This Monday morning, the police counted 13,000 “yellow vests” spread over 358 sites, including oil depots. Protesters are now calling to block Paris.
“We are also on course! Part of the “yellow vests” decided Monday to continue blocking operations for a third day mainly targeting highways but also oil depots , while the government is inflexible against the growl.
The mobilisation “is obviously not as big as Saturday,” noted CNews Secretary of State to the Minister of the Interior, Laurent Nuñez.
358 blocked sites
Some 13,000 people were gathered Monday morning on 358 sites , according to the police, far from the 290,000 demonstrators counted Saturday on more than 2,000 sites by the ministry. A total of 315 people were arrested and 183 held in police custody over the weekend, which left one person dead and 511 wounded, 17 of whom were serious.
Right and left have criticised a Prime Minister considered inflexible after his interview on France 2, the day before, during which Edward Philippe assured he would hold “the cap” even if he said he heard the “anger” and the “Suffering” of the protesters.
Oil depots about to be unlocked
“We also stay the course and it will last! “, Launches Kevin Dujardin, on a dam in Calais. “I earn 500 euros, how do you want me to live with that? With what I earn, I can only afford one meal a day, “says coworker Jean-Luc, 57.
In addition to tolls, gas stations and highways, the “yellow vests” targeted Monday several oil depots, including Port-la-Nouvelle (Aude), Fos-sur-Mer (Bouches-du-Rhone), Frontignan (Herault) , Portes-lès-Valence (Drôme) and Valenciennes (North), whose sites were about to be unlocked, according to the police.
“I’m travel 90 km every day and my wife does not work. We live with my only salary. We spend 150 euros of gas a month, it becomes unbearable, “said Fabien, near the deposit of Fos.
In Vern-sur-Seiche, near Rennes, no truck could access the depot whose access was disrupted by a dozen “yellow vests”.
A demonstration in Paris on November 24?
At the initiative of this protean movement and without identified leader we find members of the civil society who called on the social networks for actions against the rise in the price of fuels.
The grounds for grievance were then expanded to a more comprehensive denunciation of the government’s taxation policy and the decline in purchasing power.

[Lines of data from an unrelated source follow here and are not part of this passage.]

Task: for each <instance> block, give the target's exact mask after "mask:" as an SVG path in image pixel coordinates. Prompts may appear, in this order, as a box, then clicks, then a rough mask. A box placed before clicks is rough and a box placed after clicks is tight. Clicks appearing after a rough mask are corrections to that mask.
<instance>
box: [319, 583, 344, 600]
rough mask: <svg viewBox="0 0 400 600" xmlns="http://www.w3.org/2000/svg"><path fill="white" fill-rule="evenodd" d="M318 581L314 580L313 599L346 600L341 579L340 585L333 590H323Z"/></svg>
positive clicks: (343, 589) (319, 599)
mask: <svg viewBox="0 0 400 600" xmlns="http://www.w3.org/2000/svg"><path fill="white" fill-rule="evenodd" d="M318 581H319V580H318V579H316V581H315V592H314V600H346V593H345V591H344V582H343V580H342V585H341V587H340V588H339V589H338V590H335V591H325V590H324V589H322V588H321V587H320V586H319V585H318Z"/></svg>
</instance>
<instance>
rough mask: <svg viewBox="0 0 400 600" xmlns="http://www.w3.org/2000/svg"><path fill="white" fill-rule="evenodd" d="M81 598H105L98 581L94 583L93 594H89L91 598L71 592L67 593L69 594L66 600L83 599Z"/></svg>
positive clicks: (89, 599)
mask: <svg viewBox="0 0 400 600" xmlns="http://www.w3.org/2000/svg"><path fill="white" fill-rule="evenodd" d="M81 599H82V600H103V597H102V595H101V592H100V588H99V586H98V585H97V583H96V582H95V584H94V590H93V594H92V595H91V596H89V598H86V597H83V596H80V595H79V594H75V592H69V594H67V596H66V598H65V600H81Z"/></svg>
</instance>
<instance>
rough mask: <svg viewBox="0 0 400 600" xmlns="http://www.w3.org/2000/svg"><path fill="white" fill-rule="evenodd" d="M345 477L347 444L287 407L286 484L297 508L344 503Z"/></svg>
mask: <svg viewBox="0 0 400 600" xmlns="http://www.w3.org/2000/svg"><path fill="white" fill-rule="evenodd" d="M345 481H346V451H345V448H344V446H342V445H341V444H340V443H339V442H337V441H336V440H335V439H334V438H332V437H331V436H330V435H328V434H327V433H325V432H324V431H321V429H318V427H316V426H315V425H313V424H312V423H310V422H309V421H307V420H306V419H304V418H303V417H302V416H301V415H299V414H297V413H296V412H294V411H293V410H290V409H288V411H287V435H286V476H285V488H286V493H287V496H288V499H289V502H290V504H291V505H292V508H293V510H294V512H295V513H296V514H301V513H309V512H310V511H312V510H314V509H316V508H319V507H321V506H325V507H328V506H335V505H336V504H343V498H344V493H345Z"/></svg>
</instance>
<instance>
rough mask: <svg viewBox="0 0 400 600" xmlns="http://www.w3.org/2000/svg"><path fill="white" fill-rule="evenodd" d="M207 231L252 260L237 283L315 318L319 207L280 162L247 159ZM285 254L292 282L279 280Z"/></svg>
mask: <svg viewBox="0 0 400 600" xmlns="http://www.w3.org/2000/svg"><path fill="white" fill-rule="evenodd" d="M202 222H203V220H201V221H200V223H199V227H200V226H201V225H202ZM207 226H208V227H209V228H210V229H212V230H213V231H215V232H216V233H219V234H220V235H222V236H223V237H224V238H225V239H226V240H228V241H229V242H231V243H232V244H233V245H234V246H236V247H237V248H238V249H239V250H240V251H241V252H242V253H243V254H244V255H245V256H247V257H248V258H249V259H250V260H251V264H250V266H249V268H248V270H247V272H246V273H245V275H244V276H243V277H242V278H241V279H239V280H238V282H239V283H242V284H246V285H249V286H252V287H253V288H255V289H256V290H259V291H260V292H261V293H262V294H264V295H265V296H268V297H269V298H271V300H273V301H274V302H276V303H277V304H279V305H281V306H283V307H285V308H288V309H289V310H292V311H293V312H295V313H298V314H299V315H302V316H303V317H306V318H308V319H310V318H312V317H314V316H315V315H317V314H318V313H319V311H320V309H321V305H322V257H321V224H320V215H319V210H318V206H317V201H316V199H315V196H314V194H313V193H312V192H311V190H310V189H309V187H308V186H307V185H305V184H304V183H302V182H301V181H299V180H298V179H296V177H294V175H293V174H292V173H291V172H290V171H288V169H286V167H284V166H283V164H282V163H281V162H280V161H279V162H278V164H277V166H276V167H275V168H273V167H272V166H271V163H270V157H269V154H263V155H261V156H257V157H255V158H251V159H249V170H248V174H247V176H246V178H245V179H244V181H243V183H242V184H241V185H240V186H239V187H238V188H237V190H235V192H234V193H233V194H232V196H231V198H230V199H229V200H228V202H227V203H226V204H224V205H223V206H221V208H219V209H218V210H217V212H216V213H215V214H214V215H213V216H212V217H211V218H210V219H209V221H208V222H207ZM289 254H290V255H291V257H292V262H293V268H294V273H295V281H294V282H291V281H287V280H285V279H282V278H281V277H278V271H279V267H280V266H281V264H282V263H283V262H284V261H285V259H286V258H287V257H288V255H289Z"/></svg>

Two calls to demonstrate “on foot, horseback or by car” to “block” Paris Saturday, November 24 were Monday widely relayed on Facebook. One emanates from Frank Buhler, one of the initiators of the movement and responsible in the Tarn-et-Garonne of Debout France by Nicolas Dupont-Aignan. The other comes from Eric Drouet, Melun (Seine-et-Marne), whose page titled ” Act 2 All France in Paris “, calls to gather Saturday on the Place de la Concorde.
#24Novembbre #Paris #GiletsJaunes Blocage total de Paris opération escargot géante ! Relayez massivement sur les groupes Facebook. Pour contourner la censure qui me frappe ! https://t.co/D5XRuDV6Pi
— Frank Buhler (@fbu_82) 18 November 2018
Blocking of tolls, bridges, ports
Police and gendarmes were working to disperse the filter dams and snail operations that persisted in most parts of France.
At the toll of Villefranche-sur-Saône-Limas, on the A6 in the direction of Lyon-Paris, the dam was lightened.
In Bordeaux, the Aquitaine bridge, blocked since this weekend, was evacuated in calm, AFP found. On the A10, the Virsac toll was released.
In Boulogne-sur-Mer, protesters blocking the port were dislodged, according to an AFP correspondent.
Elsewhere, roads were still disrupted, particularly in Seine-Maritime and in the Sarthe between Le Mans and Orleans, where a snail tractor operation was underway, according to an AFP photographer.
In the Côtes d’Armor, the protesters received the reinforcement “fairground, fishermen and truck drivers”, according to a “yellow vest”.
” Totalitarianism “
Laurent Nuñez reminded that the police forces had to “intervene whenever structuring axes are blocked or that there is violence”, while several incidents have again enamelled the night.
In Calais, an English driver and an Australian truck driver were taken into custody after touching protesters by forcing roadblocks.
In Saint-Dizier (Haute-Marne), a truck driver was arrested by the gendarmes after injuring a “yellow vest”, transported to the hospital. In Livron-sur-Drôme (Drôme), a motorist was arrested after shooting in the air with a firearm and hit a protester, transported to the hospital, according to the police. His vehicle was then burned.
The secretary general of the CFDT Laurent Berger denounced “a form of totalitarianism” associated, according to him, certain behaviors when one is “obliged” to be “in agreement with those who manifest to be able to pass”.